Sorry for this beginner's question, I tried reading some of the threads but still need a definite answer on this. I plan on selling my screened American Apparel shirts to retail stores but I'm not going to relabel their tag that comes sewn to the back of the neck, I'm going to keep the tag as is. My question is how does that affect what I HAVE to put on my hang tag since most of the required info is already on the AA tags sewn to the neck. Do I just have to put the barcode and my own company logo and leave room for the store to print their pricing on it? Is that is? Is the barcode my responsibility or I can leave that to the store? 
Thanks.


----------



## Comin'OutSwingin (Oct 28, 2005)

Each retailer handles it differently.

Some may want you to provide bar codes, some don't need them, and don't really care.

You'll have to work that out with each individual retailer.

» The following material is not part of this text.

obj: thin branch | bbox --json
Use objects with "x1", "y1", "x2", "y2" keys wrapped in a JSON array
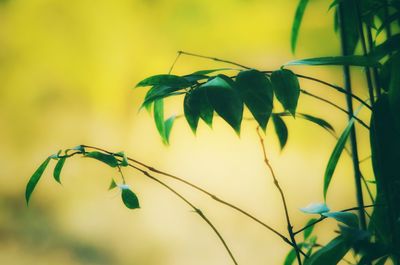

As far as what "must" be on the hang tag, there is nothing that has to be there by law. You don't even really need a hang tag. They are mainly used for branding purposes.


----------



## tuan (Nov 11, 2006)

Comin'OutSwingin said:


> Each retailer handles it differently.
> 
> Some may want you to provide bar codes, some don't need them, and don't really care.
> 
> ...


Thanks for the feedback! I guess if some retailers want me to provide the bar codes then I have to have a hang tag because the bar code will be on the hang tag, right? If you don't provide the retailer with a hang tag, where would they put the price? Lastly do you feel that it's ok to keep the manufacturer label intact and not relabel the shirt for your retailer giving that you will provide the hang tag that shows your brand and logo?


----------



## Comin'OutSwingin (Oct 28, 2005)

> I guess if some retailers want me to provide the bar codes then I have to have a hang tag because the bar code will be on the hang tag, right?


Probably. That would be the most professional way to do it. 


> If you don't provide the retailer with a hang tag, where would they put the price?


Sometimes retailers have their own hang tags that they can attach, and you can just provide them with the stickers. They will then place them on the hang tags themselves.


> Lastly do you feel that it's ok to keep the manufacturer label intact and not relabel the shirt for your retailer giving that you will provide the hang tag that shows your brand and logo?


It can be ok. But personally, I don't leave it in. 

I think a lot of that decision will be dictated by the goals for your company. How much brand-building are you trying to accomplish?

Some customers (and retailers) have a negative stigma about a "clothing line" that still has the original tags left in garment. Some don't care at all.

So, you need to decide what's best for your company and products.


----------



## SeasonEnds (Sep 9, 2007)

TSC Apparel can do tags for American Apparel for .15 to .35 cents a shirt depending on the tag. Plus the tag its self which may be right around .40 depending on how you order it. That is next to nothing. I think its worth every penny. Just be careful of what your tag says!


----------



## tuan (Nov 11, 2006)

SeasonEnds said:


> TSC Apparel can do tags for American Apparel for .15 to .35 cents a shirt depending on the tag. Plus the tag its self which may be right around .40 depending on how you order it. That is next to nothing. I think its worth every penny. Just be careful of what your tag says!


Let me see if I understand you correctly. So the labor cost ranges from .15 to .35 per tag and the cost of the tag itself is .40, so it could be up to .75 per shirt total? What about doing the tag over or under the tape, what do most people prefer?


----------



## Comin'OutSwingin (Oct 28, 2005)

Yeah, you pretty much got it. Not a bad price for branding in my opinion.

I prefer under the tape. If you're going to do it, you might as well do it right.

It looks much more professional to me.


----------